I still feel awful but my LLMD has taken over my care and I am now to receive 2 grams IV rocephin daily until this crisis passes, bless her.

I'm able to control my pain at home with percocet and oxycodone. Valium is helping with my tremors and spasms.

Of course, it will be all out-of-pocket for the rocephin, but I am blessed with a sister who is a nurse and has agreed to care for my PICC dressing.

The hospital did test me for all kinds of bacteria and viruses and I only came up positive for herpes simplex.

The doctor who eventually told me to never return (Osbourne) was the one who told me I have herpes simplex, and he was so serious about it! I almost laughed at him because all it is is cold sores on the mouth for me, and I haven't had a cold sore in years.

My spinal tap grew no cultures.
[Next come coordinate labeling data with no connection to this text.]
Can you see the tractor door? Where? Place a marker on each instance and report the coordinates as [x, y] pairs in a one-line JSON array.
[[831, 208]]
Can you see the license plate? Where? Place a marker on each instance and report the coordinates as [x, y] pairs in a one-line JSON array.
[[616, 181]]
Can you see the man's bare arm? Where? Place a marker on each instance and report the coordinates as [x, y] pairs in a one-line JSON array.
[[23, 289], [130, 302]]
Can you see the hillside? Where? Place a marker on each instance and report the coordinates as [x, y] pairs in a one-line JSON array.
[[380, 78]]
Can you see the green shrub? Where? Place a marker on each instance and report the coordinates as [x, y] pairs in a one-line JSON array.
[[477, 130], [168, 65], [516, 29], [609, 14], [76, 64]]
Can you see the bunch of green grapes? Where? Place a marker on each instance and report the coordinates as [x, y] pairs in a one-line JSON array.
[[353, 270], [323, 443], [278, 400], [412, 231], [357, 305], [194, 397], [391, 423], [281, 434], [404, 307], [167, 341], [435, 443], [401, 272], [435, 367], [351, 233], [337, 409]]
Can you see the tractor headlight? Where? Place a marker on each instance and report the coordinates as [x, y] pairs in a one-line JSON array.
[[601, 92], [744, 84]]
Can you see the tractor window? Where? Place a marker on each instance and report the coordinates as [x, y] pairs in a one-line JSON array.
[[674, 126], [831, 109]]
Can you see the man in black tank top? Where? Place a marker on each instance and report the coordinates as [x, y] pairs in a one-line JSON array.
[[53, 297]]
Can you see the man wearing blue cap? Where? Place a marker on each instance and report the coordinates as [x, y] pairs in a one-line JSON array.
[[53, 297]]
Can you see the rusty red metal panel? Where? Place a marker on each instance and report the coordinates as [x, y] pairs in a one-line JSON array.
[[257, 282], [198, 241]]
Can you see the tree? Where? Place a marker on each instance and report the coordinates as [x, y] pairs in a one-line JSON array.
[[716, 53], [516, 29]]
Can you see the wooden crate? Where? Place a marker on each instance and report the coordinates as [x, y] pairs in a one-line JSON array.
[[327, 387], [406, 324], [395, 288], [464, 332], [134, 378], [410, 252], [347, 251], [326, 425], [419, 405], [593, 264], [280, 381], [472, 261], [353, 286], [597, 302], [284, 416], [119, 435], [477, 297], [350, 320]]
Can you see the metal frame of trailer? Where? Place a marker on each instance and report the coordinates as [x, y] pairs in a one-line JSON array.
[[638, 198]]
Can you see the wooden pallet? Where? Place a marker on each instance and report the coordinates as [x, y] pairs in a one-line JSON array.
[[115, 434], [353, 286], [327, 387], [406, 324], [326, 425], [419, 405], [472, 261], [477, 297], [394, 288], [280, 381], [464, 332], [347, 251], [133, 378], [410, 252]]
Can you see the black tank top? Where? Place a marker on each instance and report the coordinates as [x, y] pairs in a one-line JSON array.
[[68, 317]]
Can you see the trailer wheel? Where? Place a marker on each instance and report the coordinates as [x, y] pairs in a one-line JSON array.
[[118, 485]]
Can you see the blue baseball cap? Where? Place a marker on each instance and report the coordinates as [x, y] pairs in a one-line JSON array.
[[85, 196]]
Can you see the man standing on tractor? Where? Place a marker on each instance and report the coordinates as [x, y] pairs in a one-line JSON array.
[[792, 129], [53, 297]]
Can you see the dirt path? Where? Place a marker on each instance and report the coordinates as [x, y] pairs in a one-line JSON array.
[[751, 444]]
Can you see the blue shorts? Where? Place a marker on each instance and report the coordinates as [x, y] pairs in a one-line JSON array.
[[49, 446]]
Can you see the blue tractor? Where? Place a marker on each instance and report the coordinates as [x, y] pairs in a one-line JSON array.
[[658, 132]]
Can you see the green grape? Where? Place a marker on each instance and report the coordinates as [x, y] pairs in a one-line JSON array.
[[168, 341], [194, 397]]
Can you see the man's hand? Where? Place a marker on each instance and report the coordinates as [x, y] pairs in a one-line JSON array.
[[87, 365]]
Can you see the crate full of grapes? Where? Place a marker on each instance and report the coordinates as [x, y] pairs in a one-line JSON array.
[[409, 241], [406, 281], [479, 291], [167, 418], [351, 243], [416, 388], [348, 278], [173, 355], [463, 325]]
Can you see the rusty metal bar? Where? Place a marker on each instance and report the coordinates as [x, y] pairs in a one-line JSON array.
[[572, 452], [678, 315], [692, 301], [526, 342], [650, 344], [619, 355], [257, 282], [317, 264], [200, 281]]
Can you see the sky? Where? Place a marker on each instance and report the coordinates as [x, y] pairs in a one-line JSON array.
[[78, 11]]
It was negative for Lyme.

Thank you, Rianna, for sharing your story about your treatment in the UK. It is shocking and I'm glad you have a LLMD now.

My co-infections are: bartonella, babesia, mycoplasma, and ehrlichia. I thought I had the babesia conquered but I've been having symptoms of a relapse for a couple of months with that one.

Lymebytes, my LLMD thinks I'm "bad off" because of the acute worsening of my Lyme, most likely meningitis. It will take me awhile to return to my health baseline (which is not great), but at least now I think I might get there instead of dying!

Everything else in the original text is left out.